Gencast, the latest Google Deepmind prediction model is based on Graph Neural Networks (GNNs) trained with 18 measurements at 13 vertical pressure levels for a global set of locations with 0.25 degrees of precision in latitude and longitude.
The models are trained on the ERA5 reanalysis dataset provided by ECMWF 5 which reconstructs the past weather data point at a global level from 1979 to 2018.
Numerical weather prediction (NWP) involves forecasting the weather by using mathematical equations that represent fluid dynamics. These equations are calculated by computers to generate weather forecasts. Forecasters often analyze and compare multiple NWP outputs, such as regional versus global models or models from different forecasting centers. To improve reliability, ensemble techniques combine results from several model runs, each with slightly varied initial conditions or model settings, using statistical and graphical approaches 7.
NWP forecast is critically dependent on two factors: the initial conditions and the boundary conditions. Initial conditions define the starting point of the simulation which is determined through a process called data assimilation, where observations from satellites, and weather stations are integrated into the model's framework 7.

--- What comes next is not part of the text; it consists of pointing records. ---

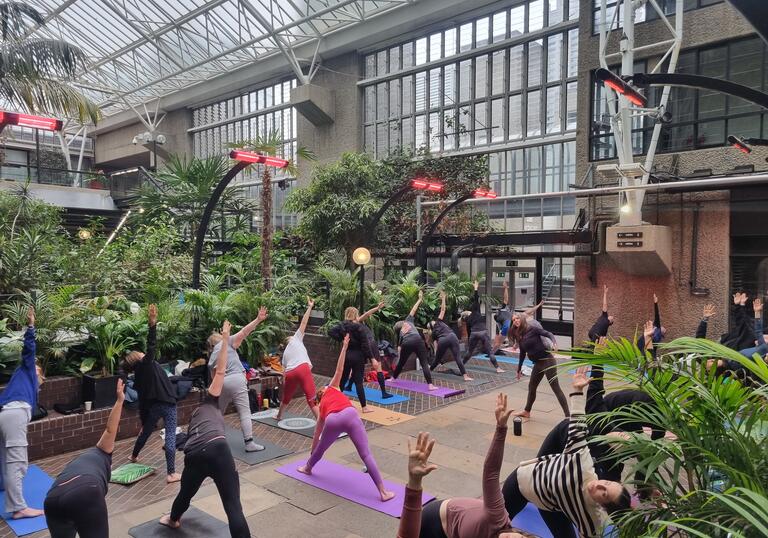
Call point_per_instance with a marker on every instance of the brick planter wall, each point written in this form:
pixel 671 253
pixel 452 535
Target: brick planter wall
pixel 57 434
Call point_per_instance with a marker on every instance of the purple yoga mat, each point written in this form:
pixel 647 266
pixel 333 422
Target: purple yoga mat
pixel 350 484
pixel 415 386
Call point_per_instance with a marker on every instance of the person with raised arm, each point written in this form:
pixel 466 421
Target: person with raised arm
pixel 17 402
pixel 478 332
pixel 337 416
pixel 600 328
pixel 410 342
pixel 76 502
pixel 444 340
pixel 157 397
pixel 297 367
pixel 207 454
pixel 235 388
pixel 459 517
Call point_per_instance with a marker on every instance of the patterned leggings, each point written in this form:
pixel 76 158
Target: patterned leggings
pixel 149 418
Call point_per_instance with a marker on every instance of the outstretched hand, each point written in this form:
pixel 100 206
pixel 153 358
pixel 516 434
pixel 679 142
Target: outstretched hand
pixel 418 460
pixel 502 411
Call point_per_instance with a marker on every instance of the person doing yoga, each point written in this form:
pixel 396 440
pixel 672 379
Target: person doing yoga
pixel 478 332
pixel 410 342
pixel 337 416
pixel 373 347
pixel 17 402
pixel 157 397
pixel 207 454
pixel 529 340
pixel 235 387
pixel 358 353
pixel 459 517
pixel 567 482
pixel 76 504
pixel 297 368
pixel 600 328
pixel 444 340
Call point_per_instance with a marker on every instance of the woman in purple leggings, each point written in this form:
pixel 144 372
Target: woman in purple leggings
pixel 337 416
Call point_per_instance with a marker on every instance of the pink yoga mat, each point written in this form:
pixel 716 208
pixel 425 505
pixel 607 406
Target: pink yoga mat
pixel 350 484
pixel 415 386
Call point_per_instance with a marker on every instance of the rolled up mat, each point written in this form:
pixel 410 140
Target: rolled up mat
pixel 351 484
pixel 194 523
pixel 36 485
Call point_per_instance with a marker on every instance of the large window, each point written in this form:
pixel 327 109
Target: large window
pixel 526 89
pixel 252 114
pixel 645 13
pixel 700 118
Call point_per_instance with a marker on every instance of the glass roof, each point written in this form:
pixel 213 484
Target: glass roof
pixel 144 49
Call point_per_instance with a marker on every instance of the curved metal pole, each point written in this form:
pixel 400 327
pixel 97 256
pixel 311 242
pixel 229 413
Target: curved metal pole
pixel 426 240
pixel 202 229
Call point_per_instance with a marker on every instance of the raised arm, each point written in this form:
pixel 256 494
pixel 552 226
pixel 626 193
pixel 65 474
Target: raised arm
pixel 305 319
pixel 151 353
pixel 370 312
pixel 29 351
pixel 492 497
pixel 221 364
pixel 415 308
pixel 243 333
pixel 336 381
pixel 107 441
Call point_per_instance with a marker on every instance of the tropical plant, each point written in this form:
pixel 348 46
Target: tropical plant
pixel 35 72
pixel 270 144
pixel 712 478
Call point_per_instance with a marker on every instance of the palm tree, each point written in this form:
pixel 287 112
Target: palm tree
pixel 34 72
pixel 270 144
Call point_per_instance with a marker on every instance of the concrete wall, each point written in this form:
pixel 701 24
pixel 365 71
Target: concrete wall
pixel 345 133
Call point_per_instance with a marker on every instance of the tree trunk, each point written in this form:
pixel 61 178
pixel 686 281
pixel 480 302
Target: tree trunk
pixel 266 229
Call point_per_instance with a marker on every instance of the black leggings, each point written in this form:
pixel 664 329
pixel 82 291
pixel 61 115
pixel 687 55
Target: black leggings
pixel 514 501
pixel 431 526
pixel 450 342
pixel 546 366
pixel 77 508
pixel 213 460
pixel 417 346
pixel 354 365
pixel 482 340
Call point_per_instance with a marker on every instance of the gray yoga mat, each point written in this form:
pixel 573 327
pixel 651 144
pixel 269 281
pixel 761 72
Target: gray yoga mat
pixel 194 523
pixel 448 376
pixel 270 452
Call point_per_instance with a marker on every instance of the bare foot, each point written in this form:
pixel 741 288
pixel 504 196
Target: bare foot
pixel 303 469
pixel 27 512
pixel 166 520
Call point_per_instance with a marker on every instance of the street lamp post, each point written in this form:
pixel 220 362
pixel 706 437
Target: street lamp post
pixel 361 256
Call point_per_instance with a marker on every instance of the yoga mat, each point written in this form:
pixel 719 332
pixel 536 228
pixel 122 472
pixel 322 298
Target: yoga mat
pixel 270 452
pixel 374 395
pixel 194 523
pixel 382 416
pixel 457 378
pixel 416 386
pixel 35 486
pixel 350 484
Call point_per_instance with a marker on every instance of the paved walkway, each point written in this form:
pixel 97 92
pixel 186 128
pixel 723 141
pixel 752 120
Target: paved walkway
pixel 278 506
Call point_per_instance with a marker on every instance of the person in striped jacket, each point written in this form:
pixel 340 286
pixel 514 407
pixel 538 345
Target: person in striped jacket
pixel 567 482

The Ensemble Prediction System (ENS) was created by the European Centre for Medium-Range Weather Forecasts (ECMWF) and is recognized as one of the two leading global weather forecasting models, also considered the most reliable in the world. The ENS uses multiple runs of the ECMWF model, each with slightly different starting conditions, to generate a range of possible weather outcomes. Specifically, the monthly forecasting system is executed 51 times: one "control" forecast uses the standard initial conditions from ECMWF's ocean and atmospheric analyses, while the other 50 runs use perturbed initial states. This approach allows the ENS to capture and represent a broad spectrum of potential future weather scenarios 8.
Some characteristics of this mode:
- Resolutions up to tens of km
- The forecast depth of the weather model is 6 days
- The forecast step is 3 hours
- The update frequency is 4 times a day
The principal weakness of NWP is its immense computational cost. The complexity of the models requires massive supercomputers with millions of processors to perform the necessary calculations within operational time constraints. Global models, which are necessary for medium-range forecasting, typically operate at resolutions too coarse to capture fine-scale local weather phenomena. This high barrier to entry makes state-of-the-art NWP inaccessible for many smaller, local weather agencies that operate at the state or county level 7.
With the advent of AI technologies, the AI-based weather prediction field has seen a rapid growth. AI models don't follow fundamental physical laws, but they learn from vast amounts of historical weather data. The information is obtained from decades of reanalysis data, such as the ERA5 dataset from ECMWF, which reconstructs the past global weather state by assimilating historical observations 9.
Developed by Google Deepmind, GraphCast is a deep learning model that leverages a Graph Neural Network (GNN) architecture. GraphCast operates autoregressively: given the state of the weather at the current time t and six hours prior t−6h, it predicts the weather state six hours later t+6h. This process is then rolled forward iteratively to produce a 10-day forecast. The model is trained on the ERA5 reanalysis dataset provided by ECMWF 5 and is based on Graph Neural Networks (GNNs) 10.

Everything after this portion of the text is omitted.